A prompt like “what is weather in chennai?” produced a plausible answer (our sample even referenced a past date — a sign of training knowledge, not a live forecast).
| Possible explanation | What it means for developers |
|---|---|
| Training knowledge | Model may hallucinate or recall stale patterns — not a weather API |
| OS-level behavior | Some AICore-enabled builds may combine on-device models with system intelligence (varies by OEM and patch) |
| Download vs inference | Download needs network; inference is what docs describe as on-device |
How to verify on your phone:
- Download the Nano model once (Wi-Fi).
- Enable airplane mode.
- Repeat time-sensitive prompts (weather, news, “today’s score”).
- If answers still appear instant and identical, they are almost certainly model-generated, not live web calls.
Product guidance: do not ship Nano as a real-time weather or news service without explicit grounding APIs and user disclosure. Use it for language, summarization, and assistant-style text where approximate answers are acceptable.
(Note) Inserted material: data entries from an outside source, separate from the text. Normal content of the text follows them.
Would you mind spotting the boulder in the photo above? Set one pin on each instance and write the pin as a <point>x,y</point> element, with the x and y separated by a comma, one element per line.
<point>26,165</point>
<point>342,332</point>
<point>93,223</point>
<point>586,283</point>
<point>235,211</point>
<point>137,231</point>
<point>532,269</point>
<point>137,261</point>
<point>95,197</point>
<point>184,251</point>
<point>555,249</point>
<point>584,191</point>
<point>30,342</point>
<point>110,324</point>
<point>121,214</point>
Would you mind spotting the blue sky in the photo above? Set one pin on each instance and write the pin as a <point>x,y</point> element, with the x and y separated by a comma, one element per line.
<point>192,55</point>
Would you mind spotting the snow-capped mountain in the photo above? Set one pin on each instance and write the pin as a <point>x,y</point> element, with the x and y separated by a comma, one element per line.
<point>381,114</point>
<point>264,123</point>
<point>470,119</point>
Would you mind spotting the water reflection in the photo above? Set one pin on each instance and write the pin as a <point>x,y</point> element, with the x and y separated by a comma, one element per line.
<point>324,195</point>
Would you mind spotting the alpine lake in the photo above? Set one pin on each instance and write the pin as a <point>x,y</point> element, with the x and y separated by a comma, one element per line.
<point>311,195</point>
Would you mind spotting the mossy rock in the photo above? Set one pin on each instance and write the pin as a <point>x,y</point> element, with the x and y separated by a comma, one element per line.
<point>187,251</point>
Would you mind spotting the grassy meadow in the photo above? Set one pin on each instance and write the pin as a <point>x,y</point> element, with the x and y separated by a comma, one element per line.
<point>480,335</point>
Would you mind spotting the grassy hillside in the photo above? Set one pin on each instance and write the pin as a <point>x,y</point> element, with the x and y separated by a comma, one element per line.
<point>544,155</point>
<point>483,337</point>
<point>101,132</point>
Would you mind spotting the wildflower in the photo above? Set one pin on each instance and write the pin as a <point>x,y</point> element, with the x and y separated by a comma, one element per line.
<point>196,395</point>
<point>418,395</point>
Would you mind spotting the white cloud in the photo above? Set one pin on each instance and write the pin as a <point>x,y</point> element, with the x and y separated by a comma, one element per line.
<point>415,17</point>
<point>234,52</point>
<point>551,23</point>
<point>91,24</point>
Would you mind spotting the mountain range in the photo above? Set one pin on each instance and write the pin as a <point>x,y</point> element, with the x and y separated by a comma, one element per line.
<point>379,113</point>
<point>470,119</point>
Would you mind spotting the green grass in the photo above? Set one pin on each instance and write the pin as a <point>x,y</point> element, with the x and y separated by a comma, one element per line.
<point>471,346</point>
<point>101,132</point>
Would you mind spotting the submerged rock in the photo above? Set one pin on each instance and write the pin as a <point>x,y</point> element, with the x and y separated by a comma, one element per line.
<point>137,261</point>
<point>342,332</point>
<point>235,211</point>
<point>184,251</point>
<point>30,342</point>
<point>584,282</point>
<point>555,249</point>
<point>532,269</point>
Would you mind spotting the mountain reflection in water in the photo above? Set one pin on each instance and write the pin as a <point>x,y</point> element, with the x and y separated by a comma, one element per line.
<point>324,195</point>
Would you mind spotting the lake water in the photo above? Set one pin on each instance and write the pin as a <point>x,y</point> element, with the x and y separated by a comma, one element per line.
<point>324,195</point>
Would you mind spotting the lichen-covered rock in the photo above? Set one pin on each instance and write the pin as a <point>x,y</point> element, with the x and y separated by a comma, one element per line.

Voice: speak → transcribe → Nano → reply
On-device speech recognition feeds the transcript into Nano; the sample also reads the reply aloud via TTS:

Known limitations
- Device availability — Nano is not on every Android phone; support depends on AICore-capable hardware and OS build (Pixel, Samsung, Xiaomi, Motorola, and others — list still growing).
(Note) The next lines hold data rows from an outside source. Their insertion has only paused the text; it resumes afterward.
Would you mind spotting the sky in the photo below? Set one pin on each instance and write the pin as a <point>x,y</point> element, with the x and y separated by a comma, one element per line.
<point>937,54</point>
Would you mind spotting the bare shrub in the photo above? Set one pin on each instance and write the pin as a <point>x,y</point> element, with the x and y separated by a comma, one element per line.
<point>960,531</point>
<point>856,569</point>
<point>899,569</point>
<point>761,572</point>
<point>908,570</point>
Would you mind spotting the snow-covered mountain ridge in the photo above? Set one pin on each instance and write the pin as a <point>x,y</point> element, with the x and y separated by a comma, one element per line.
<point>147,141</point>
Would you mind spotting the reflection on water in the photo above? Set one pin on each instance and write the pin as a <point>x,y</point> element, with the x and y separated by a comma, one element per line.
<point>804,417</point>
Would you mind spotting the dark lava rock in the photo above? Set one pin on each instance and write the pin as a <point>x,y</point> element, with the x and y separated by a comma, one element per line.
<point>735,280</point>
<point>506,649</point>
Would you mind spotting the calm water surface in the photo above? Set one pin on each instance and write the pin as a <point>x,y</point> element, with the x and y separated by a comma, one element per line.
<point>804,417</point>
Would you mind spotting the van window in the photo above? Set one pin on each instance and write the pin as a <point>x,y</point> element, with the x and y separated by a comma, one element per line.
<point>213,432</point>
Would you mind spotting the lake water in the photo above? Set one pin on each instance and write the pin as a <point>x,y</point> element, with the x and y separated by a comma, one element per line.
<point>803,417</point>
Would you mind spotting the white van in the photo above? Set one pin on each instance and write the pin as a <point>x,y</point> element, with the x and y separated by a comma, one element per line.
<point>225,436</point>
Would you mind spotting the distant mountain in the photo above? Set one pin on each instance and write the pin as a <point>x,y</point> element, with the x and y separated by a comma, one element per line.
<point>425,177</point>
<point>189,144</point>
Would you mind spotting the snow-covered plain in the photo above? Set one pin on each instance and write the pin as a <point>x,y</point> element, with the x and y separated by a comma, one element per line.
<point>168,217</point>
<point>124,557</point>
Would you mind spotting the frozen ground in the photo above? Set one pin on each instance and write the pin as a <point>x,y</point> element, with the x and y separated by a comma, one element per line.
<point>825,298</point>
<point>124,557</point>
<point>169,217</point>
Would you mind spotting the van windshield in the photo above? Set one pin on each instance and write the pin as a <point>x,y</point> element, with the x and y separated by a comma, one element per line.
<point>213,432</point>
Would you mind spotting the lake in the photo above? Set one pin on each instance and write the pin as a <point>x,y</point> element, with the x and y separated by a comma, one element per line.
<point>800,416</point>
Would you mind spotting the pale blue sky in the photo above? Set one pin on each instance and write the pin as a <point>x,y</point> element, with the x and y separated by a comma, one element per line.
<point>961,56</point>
- Emulator — do not rely on the Android emulator; use a supported physical device.
- Beta APIs —
genai-promptandgenai-speech-recognitionversions change; retest on upgrade. - Time-sensitive facts — treat as generative text, not trusted data feeds.
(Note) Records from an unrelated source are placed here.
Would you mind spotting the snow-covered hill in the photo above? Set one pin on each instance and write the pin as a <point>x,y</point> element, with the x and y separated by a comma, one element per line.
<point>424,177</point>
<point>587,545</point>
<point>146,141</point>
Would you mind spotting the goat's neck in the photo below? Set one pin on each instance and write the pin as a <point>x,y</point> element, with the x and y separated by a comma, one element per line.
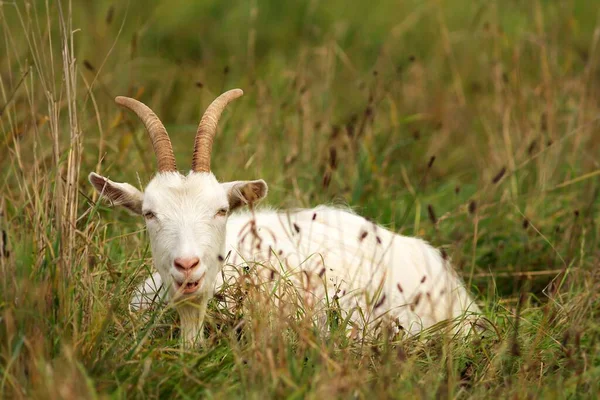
<point>192,320</point>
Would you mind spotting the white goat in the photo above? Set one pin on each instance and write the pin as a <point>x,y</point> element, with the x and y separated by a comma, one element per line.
<point>325,252</point>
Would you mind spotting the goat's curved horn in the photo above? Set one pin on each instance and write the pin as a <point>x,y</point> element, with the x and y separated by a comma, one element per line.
<point>208,128</point>
<point>158,134</point>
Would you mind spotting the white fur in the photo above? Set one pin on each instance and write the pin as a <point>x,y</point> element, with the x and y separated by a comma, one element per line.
<point>324,252</point>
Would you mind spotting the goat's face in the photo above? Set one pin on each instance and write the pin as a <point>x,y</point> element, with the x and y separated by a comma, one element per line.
<point>185,218</point>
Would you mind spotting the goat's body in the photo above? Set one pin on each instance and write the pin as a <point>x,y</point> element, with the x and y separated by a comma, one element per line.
<point>330,253</point>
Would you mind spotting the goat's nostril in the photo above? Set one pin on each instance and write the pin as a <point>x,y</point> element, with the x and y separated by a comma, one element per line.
<point>186,263</point>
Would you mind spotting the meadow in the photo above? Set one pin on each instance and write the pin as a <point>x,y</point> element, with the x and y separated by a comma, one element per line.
<point>472,124</point>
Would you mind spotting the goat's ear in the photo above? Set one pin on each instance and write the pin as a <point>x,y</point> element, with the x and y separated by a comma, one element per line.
<point>122,194</point>
<point>241,193</point>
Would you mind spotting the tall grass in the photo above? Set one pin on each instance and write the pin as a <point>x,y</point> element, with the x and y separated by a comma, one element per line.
<point>471,124</point>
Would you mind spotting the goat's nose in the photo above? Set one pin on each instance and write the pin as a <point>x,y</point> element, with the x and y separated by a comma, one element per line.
<point>185,264</point>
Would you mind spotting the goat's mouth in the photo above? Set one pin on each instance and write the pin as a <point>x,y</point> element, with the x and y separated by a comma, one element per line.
<point>188,286</point>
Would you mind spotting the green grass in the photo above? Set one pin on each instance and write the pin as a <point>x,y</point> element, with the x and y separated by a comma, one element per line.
<point>343,103</point>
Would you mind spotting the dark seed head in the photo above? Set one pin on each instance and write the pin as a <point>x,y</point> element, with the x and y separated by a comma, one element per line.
<point>326,179</point>
<point>333,157</point>
<point>472,206</point>
<point>380,302</point>
<point>88,65</point>
<point>431,161</point>
<point>499,175</point>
- Speech locale — default US English in many samples; set locale explicitly for Tamil and other languages.
- Context size — Nano is small; very long prompts may truncate or lose quality vs cloud models.
Code-only demo (reference source)
AICoreBase is a small Kotlin / Compose demo — source to learn the APIs above, not a shipped product.
| GitHub | github.com/thiyagaraaj-git/AICoreBase |
| Shows | checkStatus, model download, text generateContent, voice + TTS |
| Screenshots | screenshots/ folder on repo |
git clone https://github.com/thiyagaraaj-git/AICoreBase.git
cd AICoreBase && ./gradlew installDebug

Fork it, trace the ViewModels, and wire Nano into your own app — see our MVVM guide and developer checkpoints before release.
Summary
Gemini Nano brings fast, private, multilingual on-device AI to AICore-capable Android phones (Pixel, Samsung, Xiaomi, Motorola, and more) through ML Kit GenAI. AICore manages the model; your app checks status, triggers download when needed, then calls generateContent() locally — but test airplane mode for anything that looks like live data, and validate every language on real hardware (not the emulator).